In trying to avoid another dangerous economic crisis a new law has been crafted by the Congress and Washington. Damon Silvers of AFL-CTO at Washington said that largely the bill is reviving old ideas that had been rather foolishly done away with. But the American Banker’s Association contends that it will make credit availability more difficult and costly.
The banks would have to recuperate the losses they would now have to suffer in other matters like fees and transaction restrictions. Time will tell who is right and who is wrong. The economy has started to already slide back after the initial pick up mood during the last six months of 2009 – the time when the recession had somewhat eased.
Recently it was noted that the growth of the economy had gone down from 3% to 2.7%. If the new bill further drags down growth it will make the economy more exposed increasing the likelihood of backtracking again into another recession; all that would be required would be a couple of shocks. If this happened the debt problem would worsen. If the generation of jobs by the private sector failed to gain speed more households would slip into foreclosure.

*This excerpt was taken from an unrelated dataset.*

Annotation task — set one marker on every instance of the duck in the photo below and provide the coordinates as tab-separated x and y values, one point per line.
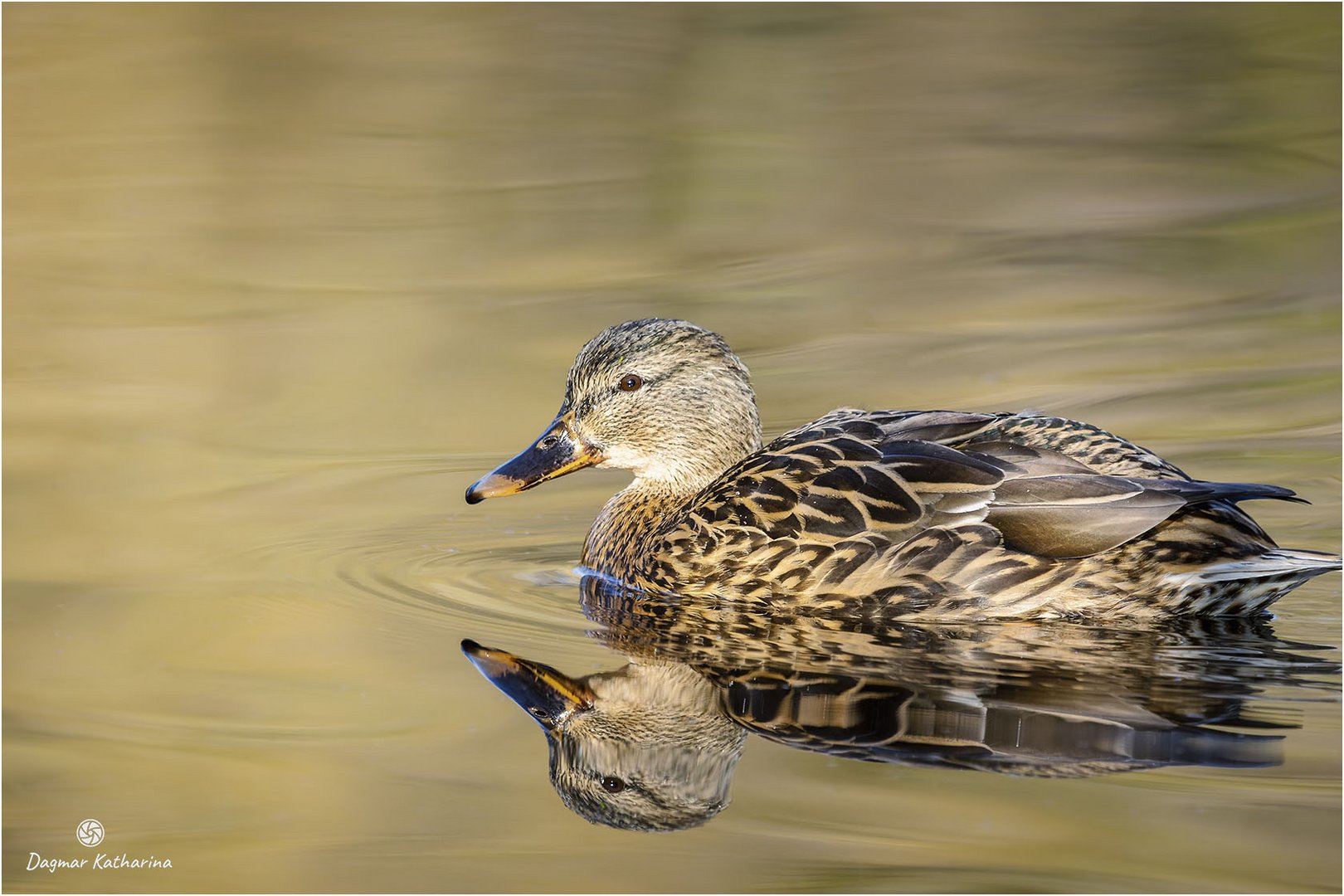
654	744
888	514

Without sales and growth in profit more modest sized business houses would fail. All this would cause further pressure and complications for the banks. More lenders would be facing failure. To further compound matters more debt winds are blowing in from Europe.
When recession hit in 2008, the governments in Europe mimed the remedial measures taken by the governments of Japan and USA. Heavy borrowing was resorted to so as to prop up the falling economies, the wobbly banks and the increased number of unemployed persons. This actual meant that the government took upon themselves more problems of the private sector – in other words the taxpayers became weighed down. Over the past six months the bond owners in Europe have become apprehensive that the debts may become so dangerous that questions would arise about their repayment. This in turn has let off a chain of worries that the banking system would again be assailed because it is the banks that are holding a major share of the bonds of the governments.
Recently Europe has been thinking on lines of austerity and slashing spending. This is not just for an economically small nation like Greek but even by the relatively more strong countries like France and Germany.